REC 2, o la que debió quedarse en el papel

28 de mayo. Una fila bien nutrida de aficionados al cine de terror, va avanzando poco a poco hacia la sala oscura donde se estrena la esperadísima REC 2 unos cuantos meses después de hacerlo en España. Lo mejor, que en la fila hay gente de todas las nacionalidades hablando maravillas de la primera parte de esta saga española. Lo peor, que a la salida los españoles no estamos tan seguros de haber quedado muy bien parados ante el público internacional.

Han pasado 15 minutos de donde nos quedamos en la primera parte. Un grupo de GEOs entra en el endemoniado edificio acompañados por un supuesto enviado del Ministerio de Sanidad y se van viendo poco a poco atrapados en aquellas paredes claustrofóbicas, mientras el secreto más terrorífico de sus vidas se les va desvelando. Nada ni nadie son lo que parece. Y no hay manera de salir de allí. Lastimosamente el espectador nunca llega a identificarse con ninguno de los personajes (qué pasó con esa regla básica del guión señores Balagueró y Plaza?) y los actores dejan mucho que desear mientras van dictando de carrerilla un libreto aprendido.

Este tipo de cosas son las que hacen desconectar desde el principio y causan que el espectador se fije en fallos pequeños que de otro modo habrían pasado por alto mirando para otro lado. Si el público no se llega a meter nunca en la trama ni en la piel de ninguno de los personajes, sucede la gran catástrofe del cine: o se aburre y se va o, como está siempre observando desde fuera, se dedica a buscarle tres pies al gato.

Curiosamente los directores prometieron hace dos años que no habría segunda parte. Sin embargo, por aquellas cosas del mundo del marketing y la producción cinematográficos, la número dos aterriza en las pantallas inglesas después de hacerlo en las españolas. Sin nada de la genialidad y originalidad de la primera parte. Aquí la historia se aleja del terror mental para acercarse al malestar físico del gore. La cinta no solo muestra todo, sino que explica cada uno de los misterios que, ignorándolos, hacían de la primera una trama de pura tensión. Precisamente misterio y tensión es lo que se pierde en las poco originales explicaciones un tanto cursis y pasadas de moda. Era mejor la idea del virus a secas.

REC 2 es pura gráfica: sangre a litros, tiros a discreción y largos planos de zombis que se recrean en detallar cada secreto de sus anatomías – precisamente lo que no hacía la primera. Toda clase de «lujos» visuales que le quitan a la trama su carga psicológica capa a capa, dejando al espectador al final con un simple caso de casquería a lo Jack el Destripador.

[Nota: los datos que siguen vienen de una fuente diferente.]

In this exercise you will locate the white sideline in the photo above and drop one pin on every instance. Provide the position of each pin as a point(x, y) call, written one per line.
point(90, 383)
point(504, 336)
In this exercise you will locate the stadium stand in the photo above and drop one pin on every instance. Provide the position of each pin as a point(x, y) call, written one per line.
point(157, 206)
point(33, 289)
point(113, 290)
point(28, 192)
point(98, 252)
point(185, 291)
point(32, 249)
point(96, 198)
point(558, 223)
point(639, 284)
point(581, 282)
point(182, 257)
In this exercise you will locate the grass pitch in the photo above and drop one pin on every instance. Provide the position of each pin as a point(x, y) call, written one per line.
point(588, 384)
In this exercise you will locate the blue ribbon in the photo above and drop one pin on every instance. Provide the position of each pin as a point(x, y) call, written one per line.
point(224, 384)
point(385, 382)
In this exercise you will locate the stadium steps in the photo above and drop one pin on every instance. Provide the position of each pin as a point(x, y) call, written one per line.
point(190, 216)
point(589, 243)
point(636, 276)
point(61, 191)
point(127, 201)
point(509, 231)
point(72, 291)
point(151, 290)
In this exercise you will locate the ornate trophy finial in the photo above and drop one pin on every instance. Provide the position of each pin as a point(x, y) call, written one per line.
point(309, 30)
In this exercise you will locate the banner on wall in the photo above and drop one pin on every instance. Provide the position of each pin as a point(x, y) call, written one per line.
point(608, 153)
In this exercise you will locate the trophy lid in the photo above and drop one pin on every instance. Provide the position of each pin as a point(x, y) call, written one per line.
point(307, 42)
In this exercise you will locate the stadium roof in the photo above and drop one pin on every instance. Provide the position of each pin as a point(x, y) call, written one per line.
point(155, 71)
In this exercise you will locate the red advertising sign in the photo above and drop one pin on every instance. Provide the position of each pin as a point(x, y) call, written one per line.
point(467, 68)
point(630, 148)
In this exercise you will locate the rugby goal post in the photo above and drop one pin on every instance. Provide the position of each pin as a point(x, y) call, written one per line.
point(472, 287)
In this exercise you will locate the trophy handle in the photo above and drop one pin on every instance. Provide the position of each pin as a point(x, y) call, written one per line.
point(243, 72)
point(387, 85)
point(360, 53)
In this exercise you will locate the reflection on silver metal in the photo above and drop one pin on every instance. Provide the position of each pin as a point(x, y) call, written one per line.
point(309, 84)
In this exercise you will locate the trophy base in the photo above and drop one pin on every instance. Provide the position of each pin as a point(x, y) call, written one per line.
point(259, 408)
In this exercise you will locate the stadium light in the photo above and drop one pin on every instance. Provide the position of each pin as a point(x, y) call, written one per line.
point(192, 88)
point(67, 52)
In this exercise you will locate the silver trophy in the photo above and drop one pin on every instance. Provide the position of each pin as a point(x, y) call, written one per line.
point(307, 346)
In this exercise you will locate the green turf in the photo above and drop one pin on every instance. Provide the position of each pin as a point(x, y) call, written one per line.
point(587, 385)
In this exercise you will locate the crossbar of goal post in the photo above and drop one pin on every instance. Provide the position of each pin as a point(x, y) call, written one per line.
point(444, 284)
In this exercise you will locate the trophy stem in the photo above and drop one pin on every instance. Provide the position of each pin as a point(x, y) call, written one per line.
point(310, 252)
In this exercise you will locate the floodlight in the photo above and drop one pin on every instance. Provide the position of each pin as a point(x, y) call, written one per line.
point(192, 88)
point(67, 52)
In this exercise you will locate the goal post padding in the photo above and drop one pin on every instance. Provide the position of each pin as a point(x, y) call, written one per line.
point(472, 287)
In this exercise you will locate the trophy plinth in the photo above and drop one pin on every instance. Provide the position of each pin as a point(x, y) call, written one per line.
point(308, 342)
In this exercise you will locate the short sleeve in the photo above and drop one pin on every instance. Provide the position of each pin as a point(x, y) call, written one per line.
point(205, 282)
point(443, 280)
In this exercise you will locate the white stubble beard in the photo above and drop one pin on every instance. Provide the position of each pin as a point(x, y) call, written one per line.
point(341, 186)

Eso sí, todo muy bien empaquetado dentro de la atmósfera de un videojuego de acción.

Y es que el paralelismo es absoluto y además, hay que decirlo, bien hecho: introducción de la historia y personajes dentro del vehículo de los GEOs mientras hablan y preparan las armas, entrada al edificio e, inmediatamente, inicio de la acción a través de sus propias cámaras (sensación de primera persona), mientras pegan tiros a todo lo que se acerca y reciben instrucciones de una voz en la radio. A cualquier aficionado a videojuegos le sonará el asunto.

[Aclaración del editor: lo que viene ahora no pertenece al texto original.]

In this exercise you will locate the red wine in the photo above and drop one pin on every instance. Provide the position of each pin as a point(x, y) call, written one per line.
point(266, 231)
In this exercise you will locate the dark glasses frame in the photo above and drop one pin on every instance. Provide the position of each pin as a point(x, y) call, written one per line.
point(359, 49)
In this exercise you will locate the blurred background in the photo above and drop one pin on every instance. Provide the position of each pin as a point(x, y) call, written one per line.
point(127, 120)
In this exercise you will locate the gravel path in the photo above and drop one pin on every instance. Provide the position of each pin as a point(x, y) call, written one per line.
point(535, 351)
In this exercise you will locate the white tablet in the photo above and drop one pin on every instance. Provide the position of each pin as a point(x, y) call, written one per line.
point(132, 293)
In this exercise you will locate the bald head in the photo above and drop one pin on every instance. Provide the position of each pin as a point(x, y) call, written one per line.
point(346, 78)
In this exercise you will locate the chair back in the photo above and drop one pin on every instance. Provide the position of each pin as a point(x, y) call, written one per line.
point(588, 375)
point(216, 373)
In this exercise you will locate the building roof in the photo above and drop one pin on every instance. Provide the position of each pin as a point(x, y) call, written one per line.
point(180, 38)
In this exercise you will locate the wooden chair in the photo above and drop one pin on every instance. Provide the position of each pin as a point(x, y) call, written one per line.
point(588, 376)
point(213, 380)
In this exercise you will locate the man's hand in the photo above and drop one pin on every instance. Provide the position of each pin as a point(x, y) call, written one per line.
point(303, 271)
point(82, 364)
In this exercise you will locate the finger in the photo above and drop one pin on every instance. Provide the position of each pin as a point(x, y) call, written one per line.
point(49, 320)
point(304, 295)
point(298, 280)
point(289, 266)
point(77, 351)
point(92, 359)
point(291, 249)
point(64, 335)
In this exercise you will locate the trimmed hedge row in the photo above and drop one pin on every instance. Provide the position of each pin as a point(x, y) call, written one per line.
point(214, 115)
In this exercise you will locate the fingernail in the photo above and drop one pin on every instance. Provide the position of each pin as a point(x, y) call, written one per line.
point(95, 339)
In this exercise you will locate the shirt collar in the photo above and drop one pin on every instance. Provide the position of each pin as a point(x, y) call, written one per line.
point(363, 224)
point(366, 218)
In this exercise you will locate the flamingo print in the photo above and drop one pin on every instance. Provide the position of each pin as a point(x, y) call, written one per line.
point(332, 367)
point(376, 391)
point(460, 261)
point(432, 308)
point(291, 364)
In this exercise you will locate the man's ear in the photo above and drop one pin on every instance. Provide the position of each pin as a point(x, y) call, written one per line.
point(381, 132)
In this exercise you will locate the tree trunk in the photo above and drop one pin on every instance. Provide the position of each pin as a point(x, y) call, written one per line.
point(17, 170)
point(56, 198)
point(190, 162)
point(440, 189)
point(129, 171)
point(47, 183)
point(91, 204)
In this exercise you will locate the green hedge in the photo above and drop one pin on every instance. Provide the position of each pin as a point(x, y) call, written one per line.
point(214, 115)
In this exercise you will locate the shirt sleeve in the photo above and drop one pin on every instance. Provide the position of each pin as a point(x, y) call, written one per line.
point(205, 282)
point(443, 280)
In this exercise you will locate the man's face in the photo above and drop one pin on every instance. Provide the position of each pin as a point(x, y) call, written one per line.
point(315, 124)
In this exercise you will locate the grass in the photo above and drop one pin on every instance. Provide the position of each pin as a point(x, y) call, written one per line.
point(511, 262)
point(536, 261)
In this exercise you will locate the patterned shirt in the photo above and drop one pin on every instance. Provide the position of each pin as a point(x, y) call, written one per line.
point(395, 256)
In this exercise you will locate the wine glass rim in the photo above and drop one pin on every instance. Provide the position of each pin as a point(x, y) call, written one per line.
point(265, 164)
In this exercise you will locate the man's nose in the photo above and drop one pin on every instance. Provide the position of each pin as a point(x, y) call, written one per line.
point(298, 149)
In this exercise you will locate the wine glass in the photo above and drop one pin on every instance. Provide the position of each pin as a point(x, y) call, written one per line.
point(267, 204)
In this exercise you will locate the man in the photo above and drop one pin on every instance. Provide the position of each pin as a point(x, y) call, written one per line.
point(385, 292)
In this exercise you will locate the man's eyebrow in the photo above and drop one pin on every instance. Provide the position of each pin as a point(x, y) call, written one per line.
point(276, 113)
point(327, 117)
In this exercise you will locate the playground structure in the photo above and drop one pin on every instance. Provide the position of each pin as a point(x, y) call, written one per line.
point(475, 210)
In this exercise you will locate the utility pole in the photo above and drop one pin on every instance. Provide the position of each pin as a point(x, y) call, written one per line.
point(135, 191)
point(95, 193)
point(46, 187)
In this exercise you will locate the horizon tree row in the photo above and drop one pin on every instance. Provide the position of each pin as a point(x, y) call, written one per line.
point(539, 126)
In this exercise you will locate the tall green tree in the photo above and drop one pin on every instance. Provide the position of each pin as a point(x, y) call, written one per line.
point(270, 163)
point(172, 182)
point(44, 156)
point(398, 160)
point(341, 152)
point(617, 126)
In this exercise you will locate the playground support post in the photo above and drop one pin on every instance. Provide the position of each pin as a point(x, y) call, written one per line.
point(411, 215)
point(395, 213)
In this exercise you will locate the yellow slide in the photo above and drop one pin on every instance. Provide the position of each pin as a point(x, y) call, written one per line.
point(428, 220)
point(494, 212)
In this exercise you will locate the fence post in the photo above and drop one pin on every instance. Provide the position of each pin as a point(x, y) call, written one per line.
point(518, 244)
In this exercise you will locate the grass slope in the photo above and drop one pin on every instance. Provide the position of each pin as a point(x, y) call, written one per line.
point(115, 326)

Divertida, entretenida y de las que se olvidan fácil al salir del cine

Precisamente todo esto es lo que hace de REC 2 una película ni mucho menos genial pero para nada aburrida. La montaña rusa de altibajos, sustos y hasta gags desternillantes la hacen entretenida. Cantidad de referencias visuales y de guión a clásicos como El Exorcista (William Friedkin, 1973) o El Anticristo (Alberto De Martino, 1974), pasando por los oscuros cortos de Balagueró, arrancan más de una carcajada y ofrecen al público una hora y media simplemente divertida. 20 minutos después y tras haber comentado con los amigos esto y aquello, la historia pasa al archivo mental cinematográfico sin levantar mucho polvo. Mientras, el expediente de la primera parte aún causa escalofríos dos años después de haber sido archivado.

Si REC fue todo un fenómeno que revolucionó a la crítica y dejó a más de uno sin dormir, REC 2 cumple con la premisa de que «las segundas partes nunca fueron buenas». Eso sí, el mayor acierto de los señores directores y guionistas es que la película, al final, no se toma en serio a sí misma. Esa pequeña clave hace perdonar todas las incongruencias, «chistes» y referencias exageradas y hasta burlonas.

Cuando, en los créditos finales, el espectador sonríe de soslayo al escuchar el tema musical de cierre, todo se reduce a una risa. Vaya par de gamberros. Después de todo, ya nos lo advirtieron: «no habrá segunda parte». Y eso mismo es lo que han cumplido.